CZYTAJ: Bohater „afery respiratorowej” nie żyje? Prokuratura weryfikuje informacje
W ubiegłym tygodniu posłowie KO Dariusz Joński i Michał Szczerba poinformowali, że otrzymali od Komendanta Głównego Policji pismo, informujące o śmierci Andrzeja I. w Albanii. Następnie ciało, według niepotwierdzonych doniesień, miało zostać sprowadzone do Polski, tutaj skremowane i pochowane.

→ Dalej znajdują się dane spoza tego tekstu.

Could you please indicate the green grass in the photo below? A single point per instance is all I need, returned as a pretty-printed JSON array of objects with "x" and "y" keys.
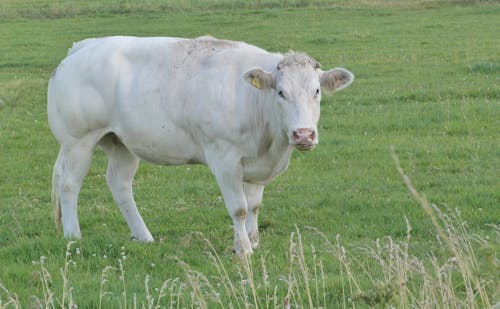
[{"x": 427, "y": 82}]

– Wciąż badamy tę sprawę – mówi rzecznik Prokuratury Regionalnej w Lublinie, prokurator Karol Blajerski. – Aktualnie przesłuchiwani są świadkowie i gromadzony jest pozostały materiał dowodowy mający znaczenie dla śledztwa. Gdy zostaną poczynione ustalenia, w stosownym czasie opinia publiczna zostanie o tym poinformowana w drodze komunikatu. Na chwilę obecną z uwagi na dobro postępowania, szczegóły dotyczące czynności wykonanych i zaplanowanych powinny pozostać objęte tajemnicą postępowania. Na tę chwilę mogę powiedzieć, że skierowano wniosek do Republiki Albanii, służący pozyskaniu dokumentacji dotyczącej zgonu pana Andrzeja I.
Andrzej I., prezes lubelskiej spółki E&K, nie dotrzymał zawartej w 2020 roku umowy z Ministerstwem Zdrowia. Z zakupionych 1 240 respiratorów do szpitali trafiło tylko 200 niekompletnych urządzeń.